2.4.3 Evolution of Transcription Networks: Implications for Regulatory Networks

TFs and their networks are dynamic evolving entities. In fact, TFs are less conserved that other protein types such as enzymes [34, 91]. Such evolution is often directed by the environment of the bacterium and, in some cases, its interaction with a higher eukaryotic host. Interaction of bacteria with higher eukaryotes, often as pathogens, means that certain transcriptional response networks in phylogenetically distinct organisms may undergo convergent evolution. The outcome of such evolution is that phylogenetically unrelated networks might assume similar functional architectures, where related ones will differ. The evolution of transcriptional regulatory networks between phylogenetically related organisms, and its driving forces, pose some of the important questions to be addressed in this field.

2.5 Conclusions

Transcriptional regulation is essential for ensuring that the correct genes are expressed at the right amounts at the appropriate time. It is controlled by a combination of cis-effects such as DNA sequence and topology, and trans-acting factors, the focus of this chapter. Sigma factors, a component of the RNA polymerase holoenzyme, are responsible for promoter-recognition and recruitment of the holoenzyme to specific promoters; therefore they provide the most fundamental level of control for the expression of large numbers of genes. Among DNA-binding TFs, global regulators target a disproportionately large numbers of genes, and exert their control over diverse functional categories. In E. coli, five out of seven global TFs are also nucleoid-associated proteins, “histone-like” proteins that bind extensively to the genome, and alter the topology of the bound DNA. The role of such proteins appear to extend well beyond the traditional confines of transcriptional regulation, since a large proportion of binding sites do not appear to cause expression changes in proximal genes. Finally, local TFs comprise most of the regulatory repertoire in bacterial genomes, and usually have a narrow regulatory scope restricted to specific gene functions.

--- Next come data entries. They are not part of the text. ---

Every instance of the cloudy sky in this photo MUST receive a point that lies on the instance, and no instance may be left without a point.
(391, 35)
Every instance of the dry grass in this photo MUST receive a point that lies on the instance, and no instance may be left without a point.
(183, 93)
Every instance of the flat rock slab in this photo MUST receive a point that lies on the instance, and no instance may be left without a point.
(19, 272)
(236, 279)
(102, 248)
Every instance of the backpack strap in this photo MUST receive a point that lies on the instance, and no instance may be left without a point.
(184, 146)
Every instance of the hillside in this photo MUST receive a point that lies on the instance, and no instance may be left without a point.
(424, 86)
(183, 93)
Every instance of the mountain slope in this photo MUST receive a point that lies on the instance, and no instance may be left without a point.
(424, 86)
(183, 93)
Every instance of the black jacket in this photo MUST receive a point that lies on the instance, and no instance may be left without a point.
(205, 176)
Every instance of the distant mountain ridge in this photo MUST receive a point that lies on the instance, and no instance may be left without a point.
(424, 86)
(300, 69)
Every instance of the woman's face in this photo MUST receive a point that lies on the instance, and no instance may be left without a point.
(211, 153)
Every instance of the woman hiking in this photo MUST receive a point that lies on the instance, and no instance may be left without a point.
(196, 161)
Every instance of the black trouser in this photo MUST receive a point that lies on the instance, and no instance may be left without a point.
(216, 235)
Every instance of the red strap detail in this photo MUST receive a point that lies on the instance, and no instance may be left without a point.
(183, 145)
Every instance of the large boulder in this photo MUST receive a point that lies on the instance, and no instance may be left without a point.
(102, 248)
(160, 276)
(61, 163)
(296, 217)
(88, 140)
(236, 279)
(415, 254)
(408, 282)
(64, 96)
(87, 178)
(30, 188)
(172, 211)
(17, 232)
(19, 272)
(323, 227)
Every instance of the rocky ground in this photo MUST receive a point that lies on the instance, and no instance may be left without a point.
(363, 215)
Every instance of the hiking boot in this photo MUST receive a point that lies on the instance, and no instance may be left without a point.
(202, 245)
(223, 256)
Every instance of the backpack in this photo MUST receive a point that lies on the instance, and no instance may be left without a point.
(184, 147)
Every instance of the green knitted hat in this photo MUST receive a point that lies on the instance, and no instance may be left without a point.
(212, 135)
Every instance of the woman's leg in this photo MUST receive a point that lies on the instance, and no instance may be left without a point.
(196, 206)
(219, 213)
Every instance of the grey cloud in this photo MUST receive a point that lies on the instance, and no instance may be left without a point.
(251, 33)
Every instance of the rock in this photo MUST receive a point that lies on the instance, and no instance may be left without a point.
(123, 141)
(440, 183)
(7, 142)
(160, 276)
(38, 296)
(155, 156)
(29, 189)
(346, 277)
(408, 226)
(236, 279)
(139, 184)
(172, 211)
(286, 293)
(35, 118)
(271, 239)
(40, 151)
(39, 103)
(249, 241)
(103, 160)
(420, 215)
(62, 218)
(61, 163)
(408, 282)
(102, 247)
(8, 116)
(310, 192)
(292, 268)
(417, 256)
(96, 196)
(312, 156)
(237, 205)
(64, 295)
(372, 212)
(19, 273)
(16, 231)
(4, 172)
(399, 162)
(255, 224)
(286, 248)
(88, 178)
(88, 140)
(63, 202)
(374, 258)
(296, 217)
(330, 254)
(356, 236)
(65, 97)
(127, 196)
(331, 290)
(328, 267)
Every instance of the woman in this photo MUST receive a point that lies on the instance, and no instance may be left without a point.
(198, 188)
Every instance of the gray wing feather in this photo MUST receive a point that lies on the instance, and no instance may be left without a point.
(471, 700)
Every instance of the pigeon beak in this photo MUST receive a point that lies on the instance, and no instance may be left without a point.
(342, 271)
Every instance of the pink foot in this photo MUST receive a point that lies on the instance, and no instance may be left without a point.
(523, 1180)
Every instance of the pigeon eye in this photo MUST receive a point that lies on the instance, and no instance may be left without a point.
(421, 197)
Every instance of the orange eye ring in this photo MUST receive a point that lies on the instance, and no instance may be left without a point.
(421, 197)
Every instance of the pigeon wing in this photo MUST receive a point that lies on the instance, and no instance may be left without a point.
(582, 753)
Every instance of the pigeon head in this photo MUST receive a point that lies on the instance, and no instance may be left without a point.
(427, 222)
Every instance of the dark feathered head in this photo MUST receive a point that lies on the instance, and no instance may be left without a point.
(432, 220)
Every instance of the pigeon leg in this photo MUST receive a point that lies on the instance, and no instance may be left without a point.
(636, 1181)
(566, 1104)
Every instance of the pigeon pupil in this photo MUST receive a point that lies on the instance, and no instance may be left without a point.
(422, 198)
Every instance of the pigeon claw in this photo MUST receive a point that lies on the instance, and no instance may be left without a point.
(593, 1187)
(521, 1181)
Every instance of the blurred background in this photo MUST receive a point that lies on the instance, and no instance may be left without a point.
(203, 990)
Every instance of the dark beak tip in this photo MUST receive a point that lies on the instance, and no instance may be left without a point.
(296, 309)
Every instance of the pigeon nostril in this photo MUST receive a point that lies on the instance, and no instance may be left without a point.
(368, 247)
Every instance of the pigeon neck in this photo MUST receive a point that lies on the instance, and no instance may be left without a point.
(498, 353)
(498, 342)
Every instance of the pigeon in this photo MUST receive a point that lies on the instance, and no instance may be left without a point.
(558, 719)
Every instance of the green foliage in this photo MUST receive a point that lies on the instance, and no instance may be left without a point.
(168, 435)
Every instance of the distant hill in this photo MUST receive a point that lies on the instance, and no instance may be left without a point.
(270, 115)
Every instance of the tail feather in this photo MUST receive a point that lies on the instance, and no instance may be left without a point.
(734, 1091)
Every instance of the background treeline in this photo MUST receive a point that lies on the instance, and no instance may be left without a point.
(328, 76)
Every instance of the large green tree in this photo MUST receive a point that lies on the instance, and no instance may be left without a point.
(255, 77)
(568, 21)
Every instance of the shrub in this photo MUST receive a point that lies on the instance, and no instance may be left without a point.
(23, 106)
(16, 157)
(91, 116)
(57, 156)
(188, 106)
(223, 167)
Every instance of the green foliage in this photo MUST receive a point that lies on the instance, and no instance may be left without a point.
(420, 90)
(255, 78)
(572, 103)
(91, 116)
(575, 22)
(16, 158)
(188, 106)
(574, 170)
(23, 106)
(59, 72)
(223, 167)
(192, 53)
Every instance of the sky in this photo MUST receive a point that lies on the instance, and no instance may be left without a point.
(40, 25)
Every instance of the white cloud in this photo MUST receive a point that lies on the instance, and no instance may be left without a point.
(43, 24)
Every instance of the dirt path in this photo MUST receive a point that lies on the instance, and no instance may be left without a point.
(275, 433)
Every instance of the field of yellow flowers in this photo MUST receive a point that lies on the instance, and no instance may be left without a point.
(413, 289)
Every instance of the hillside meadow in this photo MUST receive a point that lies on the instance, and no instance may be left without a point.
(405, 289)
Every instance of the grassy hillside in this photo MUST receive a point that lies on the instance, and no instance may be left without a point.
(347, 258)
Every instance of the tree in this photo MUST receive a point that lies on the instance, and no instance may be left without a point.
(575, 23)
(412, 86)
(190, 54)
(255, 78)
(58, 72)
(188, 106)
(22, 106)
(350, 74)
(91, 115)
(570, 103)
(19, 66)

A crucial point to consider in bacterial gene regulation is that RNA polymerase is in very short supply: in E. coli there are estimated ~1,500 to ~11,500 polymerase molecules per cell depending on growth condition. In combination, the above factors ensure that the RNA polymerase holoenzyme is correctly distributed among the 2,000 or so competing promoters in the genome. Molecular and biophysical studies over the past 50 years have elucidated distinct mechanisms for modulating the expression of individual genes: some mechanisms allow for fine tuning of expression levels, whereas others define much sharper transitions between active and inactive transcriptional states. In contrast, genome-scale studies during the last decade have generated unprecedented quantities of information describing the location of binding sites; however, our understanding of how all these binding events lead to transcriptional regulation is still very preliminary. A major challenge over the next decade will be to bridge the gap between the detailed molecular descriptions and genome-scale overviews so that we can understand how every gene in a bacterial genome is transcriptionally regulated.